2) otros ejemplos que se me ocurren: la delgadez es mucho más (sobre)valorada en Argentina, teniendo asimismo consecuencias sobre cómo presentar la comida (dietética e hipocalórica en Argentina, y preferentemente sabrosa en España). Pasa lo mismo con la juventud (de hecho va de la mano con la orientación a corto plazo: los países con orientación a corto plazo tienden a ver la vejez como un periodo triste del fin de la vida); hay más publicidades que apuntan a las personas de la tercera edad en España que en Argentina.

– ¿Cuál es el valor agregado de un sitio localizado?

– La primera palabra que se me viene a la mente es: ¡inestimable! Siempre es bastante difícil saber exactamente la diferencia que puede marcar un cambio preciso. Por lo general, la localización se inscribe en una estrategia de comunicación que va más allá del sitio Web, y en un sector que además puede evolucionar. En todo caso, localizar permite dirigirse a cada uno de los públicos a los que se apunta, hablando su lenguaje, usando sus referencias culturales y adaptándose a sus valores. Esta estrategia puede tener efectos positivos en términos de clics, o directamente en las ventas, pero también de manera más general, en la imagen de la empresa y su notoriedad a largo plazo.

– ¿Las empresas conocen el concepto de la localización?

– Desconozco si hay estadísticas con respecto a esto, pero “a ojo” diría que el 15% o 20% de los sitios traducidos son localizados (en el sentido en que se adapta al menos uno de los elementos siguientes: los visuales, la estructura, el concepto) y suelen ser los de las grandes empresas.

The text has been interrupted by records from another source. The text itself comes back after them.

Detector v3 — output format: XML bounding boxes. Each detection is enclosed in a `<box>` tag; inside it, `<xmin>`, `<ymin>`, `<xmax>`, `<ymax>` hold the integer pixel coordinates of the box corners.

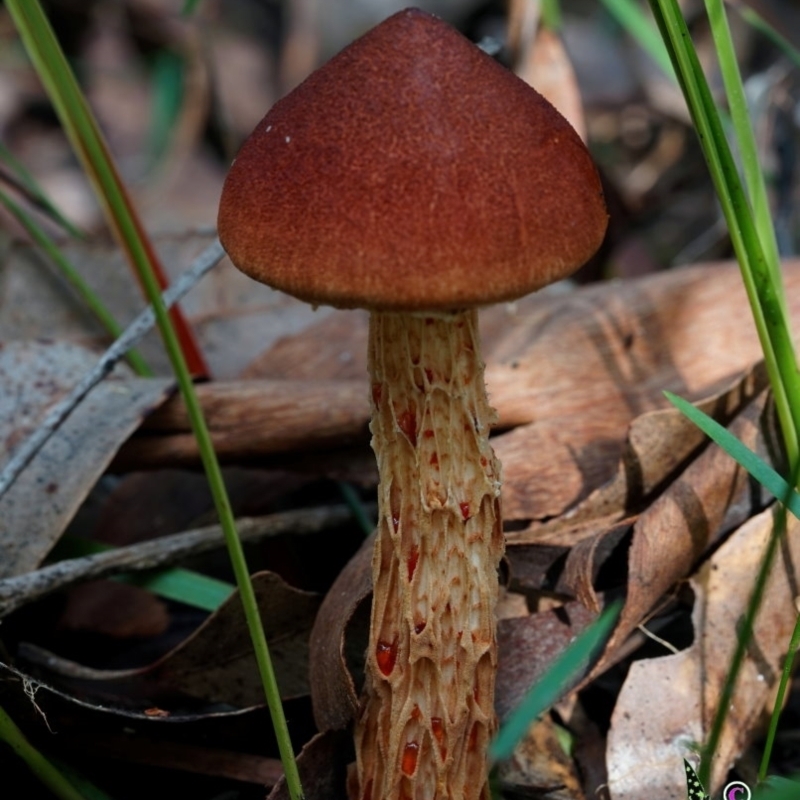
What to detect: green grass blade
<box><xmin>6</xmin><ymin>0</ymin><xmax>303</xmax><ymax>800</ymax></box>
<box><xmin>0</xmin><ymin>190</ymin><xmax>153</xmax><ymax>377</ymax></box>
<box><xmin>50</xmin><ymin>536</ymin><xmax>236</xmax><ymax>611</ymax></box>
<box><xmin>489</xmin><ymin>600</ymin><xmax>622</xmax><ymax>761</ymax></box>
<box><xmin>651</xmin><ymin>0</ymin><xmax>800</xmax><ymax>464</ymax></box>
<box><xmin>6</xmin><ymin>0</ymin><xmax>208</xmax><ymax>375</ymax></box>
<box><xmin>0</xmin><ymin>708</ymin><xmax>91</xmax><ymax>800</ymax></box>
<box><xmin>705</xmin><ymin>0</ymin><xmax>788</xmax><ymax>306</ymax></box>
<box><xmin>758</xmin><ymin>614</ymin><xmax>800</xmax><ymax>780</ymax></box>
<box><xmin>664</xmin><ymin>392</ymin><xmax>800</xmax><ymax>785</ymax></box>
<box><xmin>602</xmin><ymin>0</ymin><xmax>675</xmax><ymax>80</ymax></box>
<box><xmin>664</xmin><ymin>392</ymin><xmax>800</xmax><ymax>519</ymax></box>
<box><xmin>112</xmin><ymin>567</ymin><xmax>236</xmax><ymax>611</ymax></box>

Sigue siendo un campo poco conocido por las PyMES y por lo general le toca al traductor explicarles de qué se trata. En cuanto a las grandes empresas, es distinto, tienden a subcontratar a una agencia que se encarga de todo o suelen tener competencias internas en este ámbito, aunque a veces tenemos sorpresas. Las PyMES ni siquiera se plantean la posibilidad de localizar, y cuando traducen internamente su sitio Web, tienden a calcarlo todo: vocabulario, gramática, estructura del sitio, contenidos, etc. Por eso, el sector de la traducción tiene todo un trabajo de pedagogía para hacer, haciendo hincapié en que no sale necesariamente más caro localizar que “simplemente” traducir. Además, puede ayudar a la empresa a crecer sin dejar de lado los objetivos establecidos.